Un petit tour en enfer

– La religion est pour ceux qui ont peur d’aller en enfer. La spiritualité est pour ceux qui y sont déjà allés.

jeudi 3 avril 2014

Une boucle très épaisse, grasse, cabossée

La lumière des écrans lisse les traits concentrés des deux visages qui flottent aux coins de la salle, quelques mètres au-dessus du sol, jusqu’à les aplatir, jusqu’à donner l’impression que les figures sont non pas devant mais dans les écrans, des hologrammes, des images de synthèse grises devant la nuit.
Le rythme est très rapide, brisé, crispé, les sons sont industriels.
Des lignes verticales du même gris, très fines, encadrent les DJs, leurs gestes choisis. Elles dessinent un espace vectoriel, une cage, un système de protection perfectionné qui entoure les pièces particulièrement rares dans les musées.
Aucun des deux ne se penche sur l’assemblée qui se défoule par à-coups sous les stroboscopes.

Une voix nasillarde se place dans le rythme, répète comme des slogans avec un accent rauque, dur, et puis un gros rire sardonique.
Les visages dans leur halo de lumière grise restent impassibles, les mains s’agitent sans doute derrière les écrans, précises, prêtes à balancer la rythmique qui tourne déjà dans un des gros casques portés de travers.
Une boucle très épaisse, grasse, cabossée, se glisse sous les syncopes, sous le triangle qui bat très vite, sans arrêt, pointillé tendu à travers toute la fumée balayée de faisceaux blancs, balayée de faisceaux bleus.

Un homme très large d’épaules entre, marche droit sur un type aux cheveux phosphorescents, se jette sur lui.
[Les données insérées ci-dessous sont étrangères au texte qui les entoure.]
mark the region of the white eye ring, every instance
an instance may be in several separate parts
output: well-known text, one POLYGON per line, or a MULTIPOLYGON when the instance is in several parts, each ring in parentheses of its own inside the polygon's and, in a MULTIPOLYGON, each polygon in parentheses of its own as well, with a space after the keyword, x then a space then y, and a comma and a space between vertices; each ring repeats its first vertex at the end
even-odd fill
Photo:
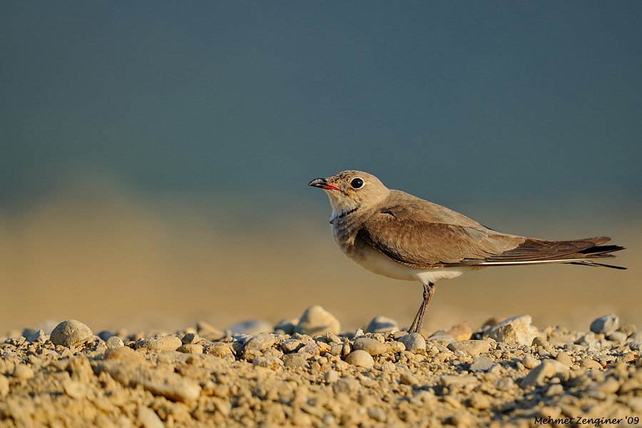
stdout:
POLYGON ((363 187, 363 185, 365 184, 362 178, 360 178, 357 177, 355 178, 352 178, 350 181, 350 187, 353 189, 360 189, 363 187))

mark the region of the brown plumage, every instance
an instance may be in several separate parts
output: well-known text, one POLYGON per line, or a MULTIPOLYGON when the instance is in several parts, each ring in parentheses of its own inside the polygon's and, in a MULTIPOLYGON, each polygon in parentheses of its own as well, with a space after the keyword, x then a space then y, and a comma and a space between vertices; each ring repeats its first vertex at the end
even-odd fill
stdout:
POLYGON ((434 282, 489 266, 568 263, 626 269, 596 263, 623 250, 606 237, 544 240, 502 233, 465 215, 399 190, 376 177, 343 171, 311 186, 327 193, 335 240, 349 258, 375 273, 419 280, 424 302, 411 327, 421 330, 434 282))

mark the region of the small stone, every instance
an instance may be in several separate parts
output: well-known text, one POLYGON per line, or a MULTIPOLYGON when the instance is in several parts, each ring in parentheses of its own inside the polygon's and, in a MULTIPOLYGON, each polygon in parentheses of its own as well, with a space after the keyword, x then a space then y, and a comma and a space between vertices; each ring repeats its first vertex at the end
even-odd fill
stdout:
POLYGON ((196 333, 187 333, 181 339, 183 343, 198 343, 200 342, 200 337, 196 333))
POLYGON ((263 351, 274 345, 274 335, 266 333, 256 335, 245 342, 243 345, 243 352, 246 352, 249 350, 263 351))
POLYGON ((34 370, 24 364, 19 364, 14 369, 14 377, 18 380, 29 380, 34 378, 34 370))
POLYGON ((182 345, 180 339, 172 335, 137 340, 134 343, 134 347, 137 350, 146 349, 151 351, 175 351, 182 345))
POLYGON ((541 364, 529 372, 529 374, 521 379, 519 386, 525 388, 530 385, 541 384, 545 379, 552 377, 558 373, 566 372, 569 370, 569 367, 559 361, 544 360, 541 364))
POLYGON ((203 354, 203 347, 195 343, 185 343, 176 350, 184 354, 203 354))
POLYGON ((9 382, 4 374, 0 374, 0 398, 4 398, 9 392, 9 382))
POLYGON ((327 332, 327 333, 325 333, 325 338, 327 340, 327 342, 328 342, 328 343, 330 343, 330 344, 332 344, 332 343, 340 344, 340 343, 341 343, 341 337, 340 337, 337 336, 337 335, 332 334, 332 333, 330 332, 327 332))
POLYGON ((419 384, 417 376, 408 372, 404 372, 399 377, 399 382, 404 385, 416 385, 419 384))
POLYGON ((398 339, 403 343, 406 350, 414 354, 426 352, 426 340, 419 333, 410 333, 398 339))
POLYGON ((534 338, 533 338, 533 342, 531 342, 531 346, 533 346, 533 347, 547 347, 547 346, 551 346, 551 345, 549 344, 548 342, 546 342, 546 339, 544 339, 544 337, 540 337, 538 336, 537 337, 534 337, 534 338))
POLYGON ((108 330, 103 330, 101 332, 99 332, 97 335, 98 337, 100 337, 105 342, 107 342, 107 340, 109 339, 110 337, 111 337, 112 336, 116 336, 116 335, 114 335, 112 332, 110 332, 108 330))
POLYGON ((565 352, 562 352, 561 351, 558 352, 557 356, 555 357, 555 360, 560 362, 565 366, 569 367, 573 367, 573 360, 571 360, 571 357, 565 352))
POLYGON ((199 321, 196 323, 196 332, 201 337, 208 340, 220 340, 225 337, 225 334, 205 321, 199 321))
POLYGON ((105 352, 105 360, 131 360, 132 361, 138 361, 141 359, 139 352, 136 352, 133 349, 121 346, 113 347, 107 350, 105 352))
MULTIPOLYGON (((25 337, 27 337, 27 336, 25 336, 25 337)), ((39 330, 34 334, 29 336, 27 338, 27 342, 29 342, 29 343, 44 343, 49 340, 49 336, 45 335, 43 330, 39 330)))
POLYGON ((453 342, 457 342, 454 337, 444 331, 435 332, 428 337, 430 342, 437 342, 442 345, 448 345, 453 342))
POLYGON ((626 335, 626 337, 633 336, 636 334, 636 332, 638 331, 638 327, 636 327, 635 324, 623 324, 620 326, 620 328, 618 329, 618 332, 621 332, 626 335))
POLYGON ((300 348, 297 352, 299 354, 306 353, 310 354, 310 355, 320 355, 321 354, 321 349, 316 342, 310 339, 307 341, 307 343, 306 343, 303 347, 300 348))
POLYGON ((76 320, 63 321, 54 328, 51 340, 54 345, 71 348, 91 338, 93 333, 89 327, 76 320))
POLYGON ((583 369, 588 369, 589 370, 591 369, 602 370, 602 365, 591 358, 583 358, 581 361, 580 361, 579 366, 583 369))
POLYGON ((111 350, 111 348, 114 347, 125 346, 125 344, 123 343, 123 340, 118 336, 111 336, 111 337, 108 338, 105 345, 107 346, 108 350, 111 350))
POLYGON ((63 389, 67 395, 78 401, 85 398, 85 396, 87 394, 87 387, 79 382, 71 379, 67 379, 63 382, 63 389))
POLYGON ((469 372, 487 372, 495 362, 486 356, 475 357, 469 367, 469 372))
POLYGON ((473 409, 478 409, 479 410, 484 410, 485 409, 489 409, 492 406, 492 403, 491 402, 490 398, 488 395, 485 394, 482 394, 481 392, 477 392, 474 394, 472 397, 470 397, 469 400, 470 407, 473 409))
POLYGON ((328 370, 325 374, 325 383, 332 384, 339 380, 339 372, 335 370, 328 370))
POLYGON ((388 350, 388 348, 385 345, 381 342, 374 340, 374 339, 370 339, 370 337, 360 337, 359 339, 357 339, 352 343, 352 347, 355 350, 365 351, 373 357, 374 355, 384 354, 388 350))
POLYGON ((642 351, 642 339, 631 340, 627 345, 633 351, 642 351))
POLYGON ((310 365, 302 354, 290 354, 283 362, 286 367, 309 369, 310 365))
POLYGON ((274 331, 280 330, 284 335, 294 334, 297 325, 299 323, 298 318, 288 318, 287 320, 281 320, 274 326, 274 331))
POLYGON ((526 355, 524 355, 524 358, 521 359, 521 364, 524 365, 524 367, 530 370, 534 369, 535 367, 539 366, 540 364, 541 364, 541 362, 530 354, 526 354, 526 355))
POLYGON ((214 355, 219 358, 223 358, 228 355, 232 355, 232 350, 227 343, 216 342, 208 346, 205 349, 205 353, 210 355, 214 355))
POLYGON ((479 355, 489 352, 491 345, 486 340, 461 340, 449 343, 446 347, 453 352, 462 351, 469 355, 479 355))
POLYGON ((553 384, 546 390, 546 395, 561 395, 564 393, 564 387, 559 384, 553 384))
POLYGON ((484 336, 496 342, 529 345, 540 335, 539 330, 531 325, 531 322, 530 315, 513 317, 489 327, 484 336))
POLYGON ((260 367, 268 367, 275 370, 283 366, 283 362, 272 355, 262 355, 256 357, 252 360, 252 364, 260 367))
POLYGON ((615 314, 600 317, 591 323, 591 331, 596 334, 608 335, 616 331, 620 326, 620 319, 615 314))
POLYGON ((240 333, 245 335, 258 335, 272 332, 272 324, 263 320, 248 320, 230 325, 228 329, 234 336, 240 333))
POLYGON ((591 384, 588 389, 601 391, 605 394, 615 394, 620 389, 620 382, 613 377, 609 377, 603 382, 591 384))
POLYGON ((626 338, 628 336, 626 335, 626 333, 623 332, 615 331, 612 333, 610 333, 606 336, 606 338, 611 340, 611 342, 615 342, 616 343, 623 343, 626 341, 626 338))
POLYGON ((367 333, 387 333, 398 331, 399 325, 397 321, 382 315, 373 318, 366 327, 367 333))
POLYGON ((387 352, 390 352, 392 354, 398 354, 402 351, 406 350, 406 345, 402 343, 401 342, 397 342, 397 340, 392 340, 391 342, 386 342, 384 345, 386 345, 386 347, 388 348, 386 351, 387 352))
POLYGON ((295 330, 299 333, 310 336, 325 335, 327 332, 338 335, 341 324, 334 315, 316 305, 305 310, 295 330))
POLYGON ((138 406, 138 419, 143 428, 164 428, 165 427, 156 412, 146 406, 138 406))
POLYGON ((345 362, 358 367, 372 369, 374 367, 374 360, 372 356, 361 350, 352 351, 345 357, 345 362))
POLYGON ((472 337, 474 330, 468 322, 462 322, 457 325, 453 326, 449 330, 446 332, 450 335, 457 341, 469 340, 472 337))

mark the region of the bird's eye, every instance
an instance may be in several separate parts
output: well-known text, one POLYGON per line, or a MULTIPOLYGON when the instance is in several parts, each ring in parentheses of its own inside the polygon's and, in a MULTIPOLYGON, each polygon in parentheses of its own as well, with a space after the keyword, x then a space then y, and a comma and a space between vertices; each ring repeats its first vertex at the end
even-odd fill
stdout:
POLYGON ((353 178, 350 181, 350 185, 352 186, 353 189, 358 189, 363 185, 363 180, 361 178, 353 178))

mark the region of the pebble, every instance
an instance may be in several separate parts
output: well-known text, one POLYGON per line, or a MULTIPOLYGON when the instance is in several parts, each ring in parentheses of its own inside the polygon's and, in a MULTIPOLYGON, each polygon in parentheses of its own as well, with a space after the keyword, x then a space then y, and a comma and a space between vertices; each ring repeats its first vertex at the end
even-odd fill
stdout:
POLYGON ((457 341, 468 340, 472 337, 473 333, 474 332, 472 327, 471 327, 470 324, 468 322, 458 324, 446 332, 447 335, 452 336, 457 341))
POLYGON ((199 321, 196 323, 196 332, 201 337, 213 342, 220 340, 225 337, 223 332, 205 321, 199 321))
POLYGON ((635 324, 623 324, 618 329, 618 331, 624 333, 625 335, 626 335, 626 337, 628 337, 636 334, 636 332, 638 331, 638 327, 636 327, 635 324))
POLYGON ((176 349, 184 354, 203 354, 203 347, 195 343, 185 343, 176 349))
POLYGON ((299 323, 298 318, 287 318, 286 320, 281 320, 278 322, 277 322, 276 325, 274 326, 274 331, 280 330, 283 332, 284 335, 292 335, 294 334, 295 329, 297 328, 297 325, 299 323))
POLYGON ((263 320, 248 320, 233 324, 226 330, 230 333, 230 336, 238 334, 254 335, 271 332, 272 324, 263 320))
POLYGON ((113 347, 125 346, 125 344, 123 343, 123 340, 118 336, 112 336, 111 337, 109 337, 108 339, 107 339, 105 345, 107 346, 108 350, 111 350, 113 347))
POLYGON ((527 369, 534 369, 541 364, 541 362, 530 354, 526 354, 524 355, 524 358, 521 359, 521 364, 527 369))
POLYGON ((399 382, 404 385, 416 385, 419 384, 419 379, 417 376, 409 372, 404 372, 399 377, 399 382))
POLYGON ((4 398, 9 392, 9 379, 3 374, 0 374, 0 398, 4 398))
POLYGON ((426 352, 426 340, 419 333, 410 333, 397 339, 404 344, 406 350, 414 354, 426 352))
POLYGON ((12 376, 18 380, 29 380, 34 378, 34 370, 26 365, 19 364, 14 369, 12 376))
POLYGON ((272 334, 261 333, 252 337, 249 340, 245 342, 243 352, 248 351, 263 351, 270 347, 274 345, 275 336, 272 334))
POLYGON ((360 337, 352 342, 352 347, 355 350, 361 350, 365 351, 373 357, 374 355, 380 355, 387 352, 387 347, 374 339, 370 337, 360 337))
POLYGON ((579 362, 579 367, 583 369, 598 369, 602 370, 602 365, 598 363, 595 360, 591 360, 591 358, 582 358, 582 360, 579 362))
POLYGON ((137 350, 146 349, 151 351, 175 351, 182 345, 183 342, 178 336, 172 335, 137 340, 134 343, 134 347, 137 350))
POLYGON ((479 355, 490 350, 491 345, 486 340, 461 340, 452 342, 447 346, 453 352, 462 351, 469 355, 479 355))
POLYGON ((495 362, 485 355, 475 357, 468 370, 469 372, 487 372, 494 364, 495 362))
POLYGON ((530 345, 541 335, 539 330, 531 325, 531 315, 513 317, 491 326, 483 335, 496 342, 530 345))
POLYGON ((51 340, 54 345, 71 348, 91 338, 93 333, 89 327, 76 320, 67 320, 56 325, 51 331, 51 340))
POLYGON ((305 310, 295 330, 310 336, 325 335, 327 332, 338 335, 341 330, 341 324, 334 315, 318 305, 315 305, 305 310))
POLYGON ((187 333, 181 337, 180 341, 184 344, 198 343, 200 342, 200 337, 196 333, 187 333))
POLYGON ((252 364, 260 367, 268 367, 275 370, 282 366, 283 362, 272 355, 262 355, 260 357, 255 357, 252 360, 252 364))
POLYGON ((558 373, 567 372, 569 367, 554 360, 544 360, 539 366, 531 369, 526 374, 519 386, 525 388, 530 385, 541 384, 545 379, 552 377, 558 373))
POLYGON ((299 348, 297 351, 299 354, 310 354, 310 355, 320 355, 321 354, 321 348, 316 342, 310 339, 307 341, 303 347, 299 348))
POLYGON ((642 351, 642 339, 631 340, 628 345, 628 347, 633 351, 642 351))
POLYGON ((218 357, 219 358, 223 358, 228 355, 233 355, 230 346, 227 343, 223 343, 221 342, 216 342, 205 347, 205 353, 218 357))
POLYGON ((374 367, 374 360, 372 359, 372 356, 361 350, 357 350, 350 352, 345 357, 345 362, 354 366, 365 369, 372 369, 374 367))
POLYGON ((398 331, 399 325, 397 321, 382 315, 373 318, 366 327, 367 333, 387 333, 398 331))
POLYGON ((608 314, 594 320, 590 328, 593 333, 608 335, 618 330, 619 326, 620 318, 614 314, 608 314))
POLYGON ((325 373, 324 378, 327 384, 335 383, 339 380, 339 372, 335 370, 330 370, 325 373))
POLYGON ((285 357, 284 361, 286 367, 304 367, 310 368, 310 365, 302 354, 290 354, 285 357))
POLYGON ((146 362, 108 361, 100 365, 98 370, 106 372, 123 385, 140 385, 154 395, 171 400, 192 402, 200 395, 201 388, 195 381, 173 372, 157 370, 146 362))
MULTIPOLYGON (((25 336, 25 337, 26 337, 26 336, 25 336)), ((49 340, 49 336, 46 335, 43 330, 39 330, 37 332, 36 332, 35 333, 34 333, 33 335, 31 335, 31 336, 29 336, 29 339, 27 339, 27 342, 29 342, 30 343, 34 343, 34 342, 44 343, 49 340)))
POLYGON ((163 421, 156 412, 146 406, 138 406, 138 419, 143 428, 164 428, 163 421))

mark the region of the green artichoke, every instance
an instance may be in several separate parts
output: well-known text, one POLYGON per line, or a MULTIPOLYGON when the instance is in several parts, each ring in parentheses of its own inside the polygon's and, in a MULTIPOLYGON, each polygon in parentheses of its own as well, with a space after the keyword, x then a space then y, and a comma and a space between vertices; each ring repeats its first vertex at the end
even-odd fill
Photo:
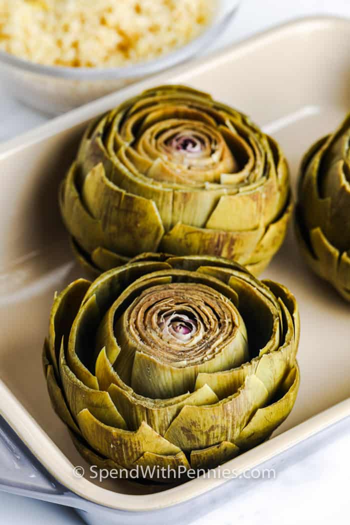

Un genou sur la gorge, il lui balance un extincteur dans la tête, plusieurs fois – son manteau tourne autour de lui.
Le crâne est défoncé, mais la mâchoire bouge encore, comme pour dire quelque chose. Le visage est devant l’extincteur, un peu tordu, plat, comme une erreur de perspective, une illusion des stroboscopes.
L’homme repart, écarte des ravers en latex qui continuent de sauter, de bouger la tête dans tous les sens.

Les boucles tournent, toujours aussi fort, les projecteurs balayent.
La salle met du temps à se figer.

mercredi 2 avril 2014

Juger, apprendre

– Juger, c’est me mettre au-dessus, apprendre, c’est me mettre en dessous en me disant que ça pourrait bien m’arriver à moi aussi.

mardi 1 avril 2014

Préparer le futur au présent

Quand je suis en lien avec le moment présent, ce que je fais spontanément est en lien avec le cours de choses et prépare bien mieux le futur que n’importe quel projet.

Avant, pendant, après

– Que faire d’une si longue amitié impuissante ?

– Continuer à la cultiver, avant, pendant, après.